A quelques jours du premier tour de la primaire de droite, le résultat est incertain. Les favoris sont talonnés par François Fillon. Après le Brexit et Trump, les sondages auraient-ils encore raté le coche ? Décryptage avec Claude Posternak.

RT France : Depuis un an, les sondages donnent le duo Alain Juppé-Nicolas Sarkozy au deuxième tour de la primaire de la droite et du centre, pourtant ces derniers jours François Fillon apparaît comme le troisième homme. Un sondage l’a même donné vainqueur au second tour quelque soit son rivalEst-ce possible qu’au deuxième tour l’un des deux favoris soit absent ?

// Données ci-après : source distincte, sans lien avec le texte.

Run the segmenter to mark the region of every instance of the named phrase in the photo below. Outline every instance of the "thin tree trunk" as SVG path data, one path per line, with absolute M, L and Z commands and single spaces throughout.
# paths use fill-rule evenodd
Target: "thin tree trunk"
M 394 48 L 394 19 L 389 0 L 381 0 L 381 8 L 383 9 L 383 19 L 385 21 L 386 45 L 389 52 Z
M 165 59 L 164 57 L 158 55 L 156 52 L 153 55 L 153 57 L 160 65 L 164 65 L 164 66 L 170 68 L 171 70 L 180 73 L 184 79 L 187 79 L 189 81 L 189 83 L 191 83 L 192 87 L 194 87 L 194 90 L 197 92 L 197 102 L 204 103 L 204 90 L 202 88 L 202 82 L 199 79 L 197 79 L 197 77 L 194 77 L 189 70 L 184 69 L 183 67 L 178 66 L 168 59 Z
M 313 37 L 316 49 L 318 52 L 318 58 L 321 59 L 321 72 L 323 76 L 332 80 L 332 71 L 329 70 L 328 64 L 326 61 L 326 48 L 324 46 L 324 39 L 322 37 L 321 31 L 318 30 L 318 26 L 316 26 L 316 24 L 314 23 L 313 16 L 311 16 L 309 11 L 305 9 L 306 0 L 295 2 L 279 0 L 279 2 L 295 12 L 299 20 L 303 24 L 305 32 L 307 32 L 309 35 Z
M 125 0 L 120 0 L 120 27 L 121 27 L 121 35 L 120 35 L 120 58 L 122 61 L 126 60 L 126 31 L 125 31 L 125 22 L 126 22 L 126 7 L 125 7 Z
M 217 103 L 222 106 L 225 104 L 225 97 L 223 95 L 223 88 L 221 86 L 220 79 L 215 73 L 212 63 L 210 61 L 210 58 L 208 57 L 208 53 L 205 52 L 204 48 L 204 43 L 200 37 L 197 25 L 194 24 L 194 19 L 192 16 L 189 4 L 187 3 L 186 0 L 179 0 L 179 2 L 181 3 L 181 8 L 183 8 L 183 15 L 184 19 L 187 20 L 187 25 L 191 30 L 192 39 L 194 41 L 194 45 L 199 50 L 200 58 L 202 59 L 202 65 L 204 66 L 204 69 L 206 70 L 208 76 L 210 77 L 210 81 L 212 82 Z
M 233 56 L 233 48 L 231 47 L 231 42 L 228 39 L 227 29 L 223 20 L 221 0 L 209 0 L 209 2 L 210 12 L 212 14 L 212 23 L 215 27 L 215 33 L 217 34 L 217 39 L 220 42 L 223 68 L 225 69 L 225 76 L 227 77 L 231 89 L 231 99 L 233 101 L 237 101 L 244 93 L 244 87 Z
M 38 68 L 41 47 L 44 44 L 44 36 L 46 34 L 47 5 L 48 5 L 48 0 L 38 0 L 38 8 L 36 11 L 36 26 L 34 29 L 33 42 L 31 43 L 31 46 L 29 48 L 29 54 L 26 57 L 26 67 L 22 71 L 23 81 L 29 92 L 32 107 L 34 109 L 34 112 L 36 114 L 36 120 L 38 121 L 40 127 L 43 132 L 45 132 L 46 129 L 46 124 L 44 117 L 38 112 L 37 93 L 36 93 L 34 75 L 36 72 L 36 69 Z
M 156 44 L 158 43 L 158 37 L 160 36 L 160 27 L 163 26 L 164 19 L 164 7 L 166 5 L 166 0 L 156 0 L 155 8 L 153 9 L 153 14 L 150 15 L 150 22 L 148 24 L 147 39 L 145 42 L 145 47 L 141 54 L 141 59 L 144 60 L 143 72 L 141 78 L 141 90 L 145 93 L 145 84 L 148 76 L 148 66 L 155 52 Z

Claude Posternak (C. P.) : C’est très clairement une possibilité. Il y a cinq ans, à la primaire de la gauche, les gens avaient choisi celui qui était le meilleur pour battre Nicolas Sarkozy. Les électeurs de droite vont se poser la même question : quel est celui qui a le plus de chance d’empêcher un second mandat du PS ? Cette problématique change un peu la donne, ça peut fragiliser Nicolas Sarkozy. François Fillon creuse son sillon depuis longtemps. Quand il est arrivé à Matignon il y a 10 ans, il a dit que la France était en faillite, c’est ce qui a constitué son périmètre d’image. Il est resté cohérent avec ça, contrairement à Sarkozy qui est Monsieur Zig-Zag. François Fillon prend plus de temps à être entendu car c’est plus facile d’aller dans tous les sens et de faire du bruit. Donc aujourd’hui, il y a trois possibilités Fillon-Sarkozy-Juppé et rien n’est joué.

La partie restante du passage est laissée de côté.